Metformin may reduce vitamin B12 serum levels. The risk of low vitamin B12 levels increases with increasing metformin dose, treatment duration, and/or in patients with risk factors known to cause vitamin B12 deficiency. In case of suspicion of vitamin B12 deficiency (such as anemia or neuropathy), vitamin B12 serum levels should be monitored. Periodic vitamin B12 monitoring could be necessary in patients with risk factors for vitamin B12 deficiency. Metformin therapy should be continued for as long as it is tolerated and not contra-indicated and appropriate corrective treatment for vitamin B12 deficiency provided in line with current clinical guidelines.

Metformin alone does not cause hypoglycaemia, but caution is advised when it is used in combination with insulin or other oral antidiabetics (e.g. sulfonylureas or meglitinides).

4.5 Interaction with other medicinal products and other forms of interaction

Concomitant use not recommended

Alcohol

Alcohol intoxication is associated with an increased risk of lactic acidosis, particularly in case of fasting, malnutrition or hepatic impairment.

Iodinated contrast agents

Metformin must be discontinued prior to or at the time of the imaging procedure and not restarted until at least 48 hours after, provided that renal function has been re-evaluated and found to be stable, see sections 4.2 and 4.4.

Combinations requiring precautions for use

Some medicinal products can adversely affect renal function which may increase the risk of lactic acidosis, e.g. NSAIDs, including selective cyclo-oxygenase (COX) II inhibitors, ACE inhibitors, angiotensin II receptor antagonists and diuretics, especially loop diuretics. When starting or using such products in combination with metformin, close monitoring of renal function is necessary.

Medicinal products with intrinsic hyperglycaemic activity (e.g. glucocorticoids (systemic and local routes) and sympathomimetics)

More frequent blood glucose monitoring may be required, especially at the beginning of treatment. If necessary, adjust the metformin dosage during therapy with the respective medicinal product and upon its discontinuation.
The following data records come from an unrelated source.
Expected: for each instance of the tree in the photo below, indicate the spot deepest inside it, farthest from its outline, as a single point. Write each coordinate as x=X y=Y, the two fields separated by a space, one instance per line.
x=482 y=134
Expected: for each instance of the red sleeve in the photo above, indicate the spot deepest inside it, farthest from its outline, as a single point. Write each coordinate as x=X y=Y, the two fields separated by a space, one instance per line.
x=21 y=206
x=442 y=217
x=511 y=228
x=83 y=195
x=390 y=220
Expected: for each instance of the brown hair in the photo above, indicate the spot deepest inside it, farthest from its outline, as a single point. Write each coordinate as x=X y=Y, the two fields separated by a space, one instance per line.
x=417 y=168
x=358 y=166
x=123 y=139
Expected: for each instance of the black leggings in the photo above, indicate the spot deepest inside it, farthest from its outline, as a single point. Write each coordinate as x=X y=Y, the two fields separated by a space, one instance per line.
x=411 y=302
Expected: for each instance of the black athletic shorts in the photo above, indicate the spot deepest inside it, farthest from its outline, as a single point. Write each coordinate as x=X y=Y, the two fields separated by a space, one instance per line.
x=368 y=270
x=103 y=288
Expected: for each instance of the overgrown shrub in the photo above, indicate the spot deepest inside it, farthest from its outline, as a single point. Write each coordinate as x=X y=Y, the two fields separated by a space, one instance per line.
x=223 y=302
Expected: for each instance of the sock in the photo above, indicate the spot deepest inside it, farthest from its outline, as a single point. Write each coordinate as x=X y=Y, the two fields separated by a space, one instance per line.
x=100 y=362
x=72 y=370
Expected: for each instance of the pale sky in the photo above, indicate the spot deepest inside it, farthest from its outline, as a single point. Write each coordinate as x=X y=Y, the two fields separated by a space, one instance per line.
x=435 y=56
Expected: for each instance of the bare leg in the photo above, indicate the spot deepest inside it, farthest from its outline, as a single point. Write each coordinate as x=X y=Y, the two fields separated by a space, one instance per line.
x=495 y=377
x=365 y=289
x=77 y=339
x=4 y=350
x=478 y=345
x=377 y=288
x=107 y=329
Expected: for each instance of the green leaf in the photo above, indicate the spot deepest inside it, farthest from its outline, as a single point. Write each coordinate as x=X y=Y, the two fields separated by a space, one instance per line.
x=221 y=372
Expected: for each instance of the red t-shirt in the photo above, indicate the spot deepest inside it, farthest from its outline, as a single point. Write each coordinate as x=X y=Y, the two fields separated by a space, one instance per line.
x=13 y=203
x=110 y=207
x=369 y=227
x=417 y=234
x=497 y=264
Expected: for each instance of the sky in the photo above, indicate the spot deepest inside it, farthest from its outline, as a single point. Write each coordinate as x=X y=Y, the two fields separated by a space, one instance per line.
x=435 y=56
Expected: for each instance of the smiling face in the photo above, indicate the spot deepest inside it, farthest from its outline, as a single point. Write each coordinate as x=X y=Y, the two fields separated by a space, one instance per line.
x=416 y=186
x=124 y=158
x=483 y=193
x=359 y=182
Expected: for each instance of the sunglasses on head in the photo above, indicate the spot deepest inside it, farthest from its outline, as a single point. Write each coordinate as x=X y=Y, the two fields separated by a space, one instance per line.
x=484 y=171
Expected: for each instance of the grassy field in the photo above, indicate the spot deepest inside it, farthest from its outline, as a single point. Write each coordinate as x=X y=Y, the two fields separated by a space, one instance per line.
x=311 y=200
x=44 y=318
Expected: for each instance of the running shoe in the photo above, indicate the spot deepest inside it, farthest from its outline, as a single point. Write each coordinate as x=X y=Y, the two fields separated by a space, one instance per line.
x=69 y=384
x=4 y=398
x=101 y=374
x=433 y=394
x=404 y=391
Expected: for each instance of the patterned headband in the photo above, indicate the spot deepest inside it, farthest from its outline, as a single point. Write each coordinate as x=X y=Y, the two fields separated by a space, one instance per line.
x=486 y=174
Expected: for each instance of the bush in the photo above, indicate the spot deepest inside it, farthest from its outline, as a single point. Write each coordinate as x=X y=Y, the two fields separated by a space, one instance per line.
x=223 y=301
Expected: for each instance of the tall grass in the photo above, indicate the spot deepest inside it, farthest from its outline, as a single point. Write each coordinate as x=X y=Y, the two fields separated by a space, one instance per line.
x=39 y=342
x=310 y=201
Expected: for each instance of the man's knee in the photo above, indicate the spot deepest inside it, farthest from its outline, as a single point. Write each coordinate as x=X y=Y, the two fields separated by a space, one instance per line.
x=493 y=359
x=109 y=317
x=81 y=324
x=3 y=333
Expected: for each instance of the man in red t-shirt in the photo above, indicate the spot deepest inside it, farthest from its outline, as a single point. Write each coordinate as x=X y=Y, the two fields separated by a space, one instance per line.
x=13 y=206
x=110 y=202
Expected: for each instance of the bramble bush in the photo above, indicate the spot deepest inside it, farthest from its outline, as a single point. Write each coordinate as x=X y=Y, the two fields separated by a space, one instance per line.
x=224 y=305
Organic cation transporters (OCT)

Metformin is a substrate of both transporters OCT1 and OCT2.

Co-administration of metformin with

• Inhibitors of OCT1 (such as verapamil) may reduce efficacy of metformin.

• Inducers of OCT1 (such as rifampicin) may increase gastrointestinal absorption and efficacy of metformin.

• Inhibitors of OCT2 (such as cimetidine, dolutegravir, ranolazine, trimethoprime, vandetanib, isavuconazole) may decrease the renal elimination of metformin and thus lead to an increase in metformin plasma concentration.

• Inhibitors of both OCT1 and OCT2 (such as crizotinib, olaparib) may alter efficacy and renal elimination of metformin.

Caution is therefore advised, especially in patients with renal impairment, when these drugs are co-administered with metformin, as metformin plasma concentration may increase. If needed, dose adjustment of metformin may be considered as OCT inhibitors/inducers may alter the efficacy of metformin.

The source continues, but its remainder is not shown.